Another topic repeatedly surfaced while drafting the review: time. Circadian rhythms regulate metabolism, immunity, hormone secretion, and tissue repair throughout the body. Microbial communities also fluctuate across the day in response to feeding behavior, sleep patterns, and host physiology. Work from several groups indicates that these rhythms are closely interconnected, adding a temporal dimension to host–microbiome interactions that remains only partially understood [4].

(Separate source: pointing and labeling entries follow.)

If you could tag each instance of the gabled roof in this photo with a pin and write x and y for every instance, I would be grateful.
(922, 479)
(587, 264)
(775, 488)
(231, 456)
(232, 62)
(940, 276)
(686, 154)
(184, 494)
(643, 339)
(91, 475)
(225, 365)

Questions surrounding microbial influences are not limited to primary tumors. Research exploring metastatic disease has raised the possibility that microbial signals may contribute to processes involved in dissemination and colonization of distant tissues. Although many mechanistic details remain unresolved, such observations broaden the scope of microbiome research beyond tumor initiation alone [5].
Perhaps the most encouraging aspect of the field is the growing number of opportunities for intervention. Dietary modulation, microbiota-directed therapies, engineered microbial platforms, bacteriophage-based approaches, and ecosystem restoration strategies are all being explored in different contexts. Some remain experimental, while others are already entering clinical evaluation. Together, they illustrate how microbiome research is progressing from descriptive observations toward practical applications [3].
World Microbiome Day also serves as a reminder that host–microbiome interactions begin long before disease develops. Microbial colonization during infancy contributes to immune maturation and physiological development, while microbial communities continue to change throughout life in response to environment, diet, medications, and aging [6]. Understanding those dynamics may be as important as identifying individual microorganisms associated with specific diseases.
At Universidad de Las Américas (UDLA) in Quito, Ecuador, and the Universidade da Coruña (UDC) in Coruña, Spain, we continue exploring these questions through studies that integrate microbiome science with immunology, metabolism, neuroscience, and clinical research. Rather than focusing exclusively on microbial composition, our interest lies in understanding how host and microbial systems interact across different biological scales and how those interactions may contribute to health and disease.
World Microbiome Day offers a useful reminder that microbial communities are deeply embedded within human physiology. Exploring those relationships may provide valuable insights not only into disease mechanisms but also into the biological processes that help maintain health throughout life.
References
- Bautista, J. et al. Gut microbiome-driven colorectal cancer via immune, metabolic, neural, and endocrine axes reprogramming. npj Biofilms and Microbiomes (2026).
- Bautista, J., Maldonado-Noboa, I., Maldonado-Guerrero, D., Reinoso-Quinga, L. & López-Cortés, A. Microbiome influence in gastric cancer progression and therapeutic strategies. Front. Med. 12, 1681824 (2025).
- Bautista, J. et al. The human microbiome in clinical translation: from bench to bedside. Front. Microbiol. 16, 1632435 (2025).
- Bautista, J. et al. Bidirectional interactions between circadian rhythms and the gut microbiome. Appl. Microbiol. Biotechnol. 109, 218 (2025).
- Bautista, J., Fuentes-Yépez, M. P., Adatty-Molina, J. & López-Cortés, A. Microbial signatures in metastatic cancer. Front. Med. 12 (2025).
- Bautista, J. & López-Cortés, A. Microbial beginnings: determinants and disruptions of the neonatal microbiome. Front. Microbiol. 16 (2025).